AMD Policy for Specter V2 Vulnerability Rated as “Inadequate”, Up to 54% CPU Performance Decline

Intel and Arm processors were hit last week by the Specter V2 vulnerability, the Branch History Injection, or BHI. The Specter exploit was born several years ago, but this new line of mitigation has had a significant effect on both chipmakers. AMD has a very different design of their chips, allowing them to avoid damage this week. However, three Intel security researchers recently wrote a white paper describing AMD’s chipset with code exposures. In review, AMD has now issued a new security bulletin to reflect the new efficiency in ensuring the security of its product.

AMD is moving forward with a “generic” Retpoline approach to fix insufficient procedures to address BHI vulnerability

The initial Specter and Meltdown flaws discovered in December 2017 describe issues with Intel’s chip designs, which were discovered by four separate research teams and reported to the leading company around the same time. Intel’s plans opened a loophole where proof-of-concept code could be introduced into the computer’s kernel, opening up information that should be inaccessible. The flaw in Intel chips was present as early as 1993.

Intel’s third Xe-HPG-powered DG2 GPU spotted: DG2-256 ‘SOC3’ with 256 EU, 2048 ALU

Specter and Meltdown simultaneously affected Intel, Arm and AMD chips when the first results of the attack were located. When the initial attacks were mitigated, security measures were put in place for the chip giants. Yet they were discovered as a quick fix to a problem that would take years to fix.

Over the past few weeks, the BHI has come forward, once again opening up the Specter exploit. Intel and Arm were reported to be the most significant vulnerability effect. However, AMD representatives said that the initial patches from several years ago were still rolling out to their chipset and the company could avoid the attack – or so it was thought.

The VUSec group at the Vrije Universiteit Amsterdam described the AMD strategy for mitigating Specter V2, using the Retpoline strategy. In their findings, the research team notes that AMD’s LFENCE/JMP-founded Retpoline code is considered inadequate. AMD says the approach used by the company works better on company hardware than Retpoline codes which are considered “generic” by the company, which they claim “cause RET on indirect branches” . The default process modifies the indirect branches to the LFENCE/JMP, allowing the AMD chipset to ward off any Specter V2 attack.

Phoronix performance results show up to 54% lower CPU performance as shown below:

Although AMD’s chips weren’t directly affected by the Specter BHB/BHI vulnerabilities, the company was made aware of the exploit’s handling approach, which caused greater issues for Zen CPUs.

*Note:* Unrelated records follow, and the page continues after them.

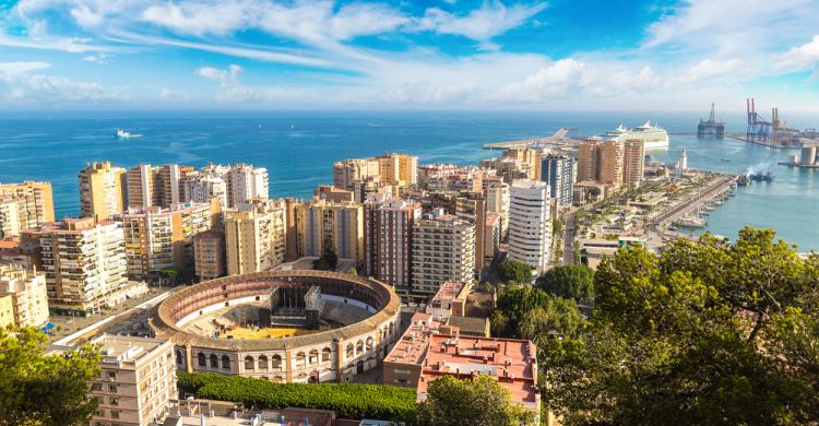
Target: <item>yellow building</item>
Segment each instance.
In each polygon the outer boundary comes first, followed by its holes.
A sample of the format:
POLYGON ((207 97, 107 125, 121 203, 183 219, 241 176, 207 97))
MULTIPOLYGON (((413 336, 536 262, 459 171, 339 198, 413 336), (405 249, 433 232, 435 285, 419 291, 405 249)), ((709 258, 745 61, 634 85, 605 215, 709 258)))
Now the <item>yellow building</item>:
POLYGON ((256 198, 225 212, 228 275, 269 271, 284 262, 286 210, 284 201, 256 198))
POLYGON ((321 257, 331 242, 339 259, 364 260, 364 211, 355 202, 312 200, 296 206, 299 257, 321 257))
POLYGON ((13 322, 17 327, 41 327, 48 322, 48 294, 43 273, 0 264, 0 297, 11 298, 13 322))
POLYGON ((107 221, 128 205, 127 173, 110 162, 90 164, 80 171, 80 215, 107 221))
POLYGON ((0 184, 0 199, 14 200, 20 229, 34 228, 54 222, 51 184, 24 181, 0 184))

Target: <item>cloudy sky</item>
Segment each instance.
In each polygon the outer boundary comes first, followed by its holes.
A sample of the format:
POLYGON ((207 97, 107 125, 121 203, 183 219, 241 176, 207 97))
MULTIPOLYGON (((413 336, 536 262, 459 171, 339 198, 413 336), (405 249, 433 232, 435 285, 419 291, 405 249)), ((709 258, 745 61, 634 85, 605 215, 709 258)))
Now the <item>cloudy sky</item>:
POLYGON ((0 109, 819 114, 817 22, 819 0, 0 0, 0 109))

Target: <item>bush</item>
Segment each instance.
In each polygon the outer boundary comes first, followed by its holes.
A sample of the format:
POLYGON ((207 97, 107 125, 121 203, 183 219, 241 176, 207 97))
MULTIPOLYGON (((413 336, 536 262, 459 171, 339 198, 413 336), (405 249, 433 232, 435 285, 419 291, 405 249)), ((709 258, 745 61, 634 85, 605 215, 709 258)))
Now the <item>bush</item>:
POLYGON ((341 418, 406 422, 415 417, 415 389, 356 383, 273 383, 213 372, 177 371, 179 391, 197 398, 241 402, 248 407, 333 410, 341 418))

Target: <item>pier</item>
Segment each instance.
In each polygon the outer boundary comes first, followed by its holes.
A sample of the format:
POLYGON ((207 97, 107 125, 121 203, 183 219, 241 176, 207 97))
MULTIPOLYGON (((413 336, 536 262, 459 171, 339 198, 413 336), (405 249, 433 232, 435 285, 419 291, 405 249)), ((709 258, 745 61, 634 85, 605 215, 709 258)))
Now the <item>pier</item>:
POLYGON ((707 188, 696 191, 687 199, 651 218, 650 224, 663 232, 687 214, 702 209, 705 203, 725 194, 736 186, 736 176, 722 176, 707 188))

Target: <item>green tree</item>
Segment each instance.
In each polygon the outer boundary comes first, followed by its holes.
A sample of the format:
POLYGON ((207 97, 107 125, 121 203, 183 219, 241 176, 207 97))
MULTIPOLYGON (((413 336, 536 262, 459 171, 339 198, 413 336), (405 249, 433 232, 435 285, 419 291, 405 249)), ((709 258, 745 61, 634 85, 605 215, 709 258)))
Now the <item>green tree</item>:
POLYGON ((513 403, 495 378, 456 379, 441 376, 427 388, 418 405, 418 424, 441 426, 518 426, 534 424, 532 412, 513 403))
POLYGON ((498 279, 502 283, 529 284, 532 282, 532 267, 512 259, 506 259, 498 267, 498 279))
POLYGON ((541 356, 544 398, 567 425, 816 424, 817 264, 750 228, 620 250, 586 331, 541 356))
POLYGON ((0 329, 0 425, 84 425, 96 410, 85 400, 99 374, 99 350, 83 345, 45 355, 47 336, 35 328, 0 329))
POLYGON ((594 270, 583 264, 566 264, 546 271, 537 279, 537 287, 562 298, 594 298, 594 270))

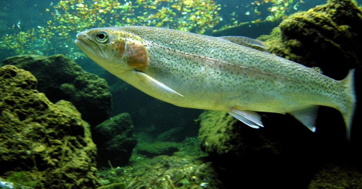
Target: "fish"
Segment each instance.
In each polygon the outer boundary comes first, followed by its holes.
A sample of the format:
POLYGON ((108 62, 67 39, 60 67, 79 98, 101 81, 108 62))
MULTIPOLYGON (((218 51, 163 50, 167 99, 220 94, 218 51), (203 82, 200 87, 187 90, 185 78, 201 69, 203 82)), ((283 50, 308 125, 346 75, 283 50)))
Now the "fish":
POLYGON ((337 81, 249 38, 150 26, 90 29, 75 42, 103 68, 163 101, 226 112, 255 128, 264 127, 256 112, 289 113, 313 132, 318 107, 328 106, 341 112, 350 138, 354 69, 337 81))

AMD. Now, the company is initializing the “generic” Retpoline directive recommended to effectively handle the Specter V2 exploit.

AMD to Unveil Radeon RX 6950 XT, RX 6750 XT, RX 6650 XT RDNA 2 Refresh Graphics Cards on April 20: 18 Gbps, Black Edition Reference Designs

The AMD retpoline may be subject to speculation. The speculation execution window for incorrect indirect branch prediction using the LFENCE/JMP sequence can potentially be large enough to allow exploitation using Specter V2. By default, don’t use retpoline,lfence on AMD. Use the generic retpoline instead.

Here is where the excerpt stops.